Elit Islam VS Masyarakat Awam Islam
ADMINPESANTREN1522x ditampilkan Galeri Headline Artikel Ilmiyah Kolom Alumni
Oleh: Umar Faruk Fazhay*
Membaca judul di atas memang kita akan dihadapkan pada titik kesimpulan yang melahirkan nalar tanda-tanya. Sebuah pergeseran kelas sosial yang sebenarnya tak pernah berseberangan apalagi sampai berlawanan, dan yang paling banyak tergambar dan kurang begitu enak dipandang adalah ketika politikus menyasar para elit Islam lantas kemudian dilanjutkan dengan menekan masyarakat Islam. Inilah kemudian yang mendapat kritik oleh Abdul Munir Mulkhan, bahwa letak kekeliruan politik Islam ialah karena hanya meletakkan kekuatan dirinya pada sekolompok elit, hanya karena mereka memahami teks wahyu secara verbal dan bukan pada mayoritas warga awam.
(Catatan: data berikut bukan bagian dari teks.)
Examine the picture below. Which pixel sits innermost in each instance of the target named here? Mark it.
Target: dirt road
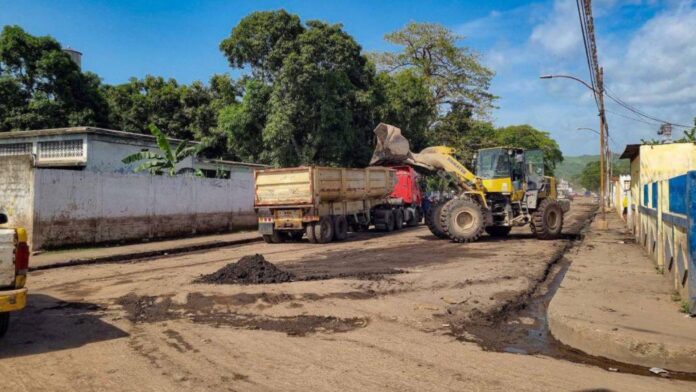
(374, 313)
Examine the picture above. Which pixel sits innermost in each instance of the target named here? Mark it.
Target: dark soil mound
(248, 270)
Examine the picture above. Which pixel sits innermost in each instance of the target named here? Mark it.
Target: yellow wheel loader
(509, 189)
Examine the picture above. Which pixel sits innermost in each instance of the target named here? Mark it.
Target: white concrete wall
(84, 207)
(16, 191)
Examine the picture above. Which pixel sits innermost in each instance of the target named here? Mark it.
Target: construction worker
(625, 206)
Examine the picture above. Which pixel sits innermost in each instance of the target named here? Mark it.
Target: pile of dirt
(248, 270)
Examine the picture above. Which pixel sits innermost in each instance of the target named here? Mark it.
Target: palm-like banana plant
(165, 161)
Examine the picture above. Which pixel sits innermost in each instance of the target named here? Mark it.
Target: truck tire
(323, 230)
(275, 238)
(498, 231)
(309, 230)
(398, 219)
(462, 220)
(433, 220)
(547, 220)
(340, 227)
(4, 323)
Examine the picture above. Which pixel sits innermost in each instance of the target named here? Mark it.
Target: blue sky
(648, 49)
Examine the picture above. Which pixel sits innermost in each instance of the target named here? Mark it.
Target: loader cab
(501, 169)
(510, 170)
(534, 168)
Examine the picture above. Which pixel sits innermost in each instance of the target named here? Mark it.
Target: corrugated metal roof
(631, 151)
Keluar dari pandangan Abdul Munir Mulkhan yang saya rasa akan melahirkan pro-kontra. Ada sebuah konsep sebenarnya yang menarik untuk kita kaji dan telisik kembali secara seksama dan mendalam, sebuah pernyataan, allahummah yarham RKH. Abdu Qodir AMZ yang sangat fenomenal yang kerapkali dikutip oleh allahummah yarham RKH. Moh. Tohir Zain dalam ceramah beliau, kurang lebihnya seperti ini: ‘kiai dan santri itu sebenarnya istifadah, saling mengambil manfaat antara satu dengan yang lainnya’. Seseorang tidak akan pernah dianggap sebagai kiai kalau tidak ada santrinya, begitu pun santri tidak akan dikatakan santri kalau tidak ada kiai, begitulah sebaliknya dan seterusnya.
Mendengar wejangan itu, ingatan saya flashback pada Ilmu Pengetahuan Alam (IPA) yang biasa dikenal dengan sebutan simbiosis mutualisme yang diartikan sebagai hubungan khas makhluk hidup yang saling menguntungkan. Begitu pun dengan hubungan antara elit Islam dan masyarakat awam Islam, sebenarnya bukan membentuk hubungan yang mengarah pada rivalitas, namun lebih tepatnya mengarah pada komunikasi-dialogis. Maka dari itu, untuk melacak hubungan yang terbangun antara elit Islam dan masyarakat Islam setidaknya ada tiga model simbiosis yang bisa dijadikan barometer.
Pertama, Simbiosis Mutualisme adalah hubungan antara dua jenis makhluk hidup yang berbeda dan saling menguntungkan. Contohnya hubungan antara lebah dengan bunga, yang mana lebah diuntungkan mendapat nektar/madu dan bunga diuntungkan dalam proses penyerbukan. Contoh dalam sosial kemasyarakatan misalnya elit Islam menyediakan lapangan pekerjaan kemudian rekrutmen pekerjanya diambilkan dari masyarakat awam Islam. Dengan demikian, keduanya saling menguntungkan antara yang satu dengan yang lainnya.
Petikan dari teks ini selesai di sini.